A few friends of mine – not Haskeller though – told me things like “That’s just theory bullshit, no one needs to know what a contravariant thingy stuff is!”. Well, here’s an example:
newtype Color = Color {
colorName :: String
, colorValue :: (Float,Float,Float,Float)
}
Even though we have an instance of Uniform
for (Float,Float,Float,Float)
, there will never be an
instance of Uniform
for Color
, so we can’t have a U Color
… Or can we?
uColor = contramap colorValue float4U
The type of uColor
is… U Color
! That works because contravariance enabled us to adapt the
Color
structure so that we end up on (Float,Float,Float,Float)
. The contravariance property is
then a very great ally in such situations!
More contravariance
We can even dig in deeper! Something cool would be to do the same thing, but for several fields. Imagine a mouse:
data Mouse = Mouse {
mouseX :: Float
, mouseY :: Float
}
We’d like to find a cool way to have U Mouse
, so that we can send the mouse cursor to shaders.
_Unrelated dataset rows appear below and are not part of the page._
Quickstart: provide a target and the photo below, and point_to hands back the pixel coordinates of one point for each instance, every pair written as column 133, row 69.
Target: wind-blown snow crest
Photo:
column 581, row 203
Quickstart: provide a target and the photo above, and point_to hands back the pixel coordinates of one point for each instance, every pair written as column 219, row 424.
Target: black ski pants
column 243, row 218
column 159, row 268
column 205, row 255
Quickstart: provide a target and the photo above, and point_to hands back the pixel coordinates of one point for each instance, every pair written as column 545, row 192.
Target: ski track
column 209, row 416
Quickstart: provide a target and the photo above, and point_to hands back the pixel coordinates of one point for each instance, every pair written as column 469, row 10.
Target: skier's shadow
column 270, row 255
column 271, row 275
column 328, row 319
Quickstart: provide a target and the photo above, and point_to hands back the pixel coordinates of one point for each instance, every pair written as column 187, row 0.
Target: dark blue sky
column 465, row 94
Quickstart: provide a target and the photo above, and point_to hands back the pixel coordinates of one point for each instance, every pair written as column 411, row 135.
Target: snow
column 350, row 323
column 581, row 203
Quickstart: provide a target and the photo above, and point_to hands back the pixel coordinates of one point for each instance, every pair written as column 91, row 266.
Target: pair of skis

We’d like to contramap over mouseX
and mouseY
. A bit like with Functor
+ Applicative
:
getMouseX :: IO Float
getMouseY :: IO Float
getMouse :: IO Mouse
getMouse = Mouse <$> getMouseX <*> getMouseY
We could have the same thing for contravariance… And guess what. That exists, and that’s called
divisible contravariant functors! A Divisible
contravariant functor is the exact contravariant
version of Applicative
!
class (Contravariant f) => Divisible f where
divide :: (a -> (b,c)) -> f b -> f c -> f a
conquer :: f a
divide
is the contravariant version of (<*>)
and conquer
is the contravariant version of
pure
. You know that pure
’s type is a -> f a
, which is isomorphic to (() -> a) -> f a
. Take
the contravariant version of (() -> a) -> f a
, you end up with (a -> ()) -> f a
. (a -> ())
is
isomorphic to ()
, so we can simplify the whole thing to f a
. Here you have conquer
. Thank you
to Edward Kmett for helping me understand that!
Let’s see how we can implement Divisible
for U
!
instance Divisible U where
divide f p q = U $ \a -> do
let (b,c) = f a
runU p b
runU q c
conquer = U . const $ pure ()
And now let’s use it to get a U Mouse
!
let uMouse = divide (\(Mouse mx my) -> (mx,my)) mouseXU mouseYU
And here we have uMouse :: U Mouse
! As you can see, if you have several uniforms – for each fields
of the type, you can divide
your type and map all fields to the uniforms by applying several times
divide
.
The current implementation is almost the one shown here. There’s also a Decidable
instance, but
I won’t talk about that for now.
The cool thing about that is that I can lose the Uniformed
monadic type and rely only on U
.
Thanks to the Divisible
typeclass, we have completion, and we can’t override future uniforms then!
I hope you’ve learnt something cool and useful through this. Keep in mind that category abstractions are powerful and are useful in some contexts.
Keep hacking around, keep being curious. A Haskeller never stops learning! And that’s what so cool about Haskell! Keep the vibe, and see you another luminance post soon!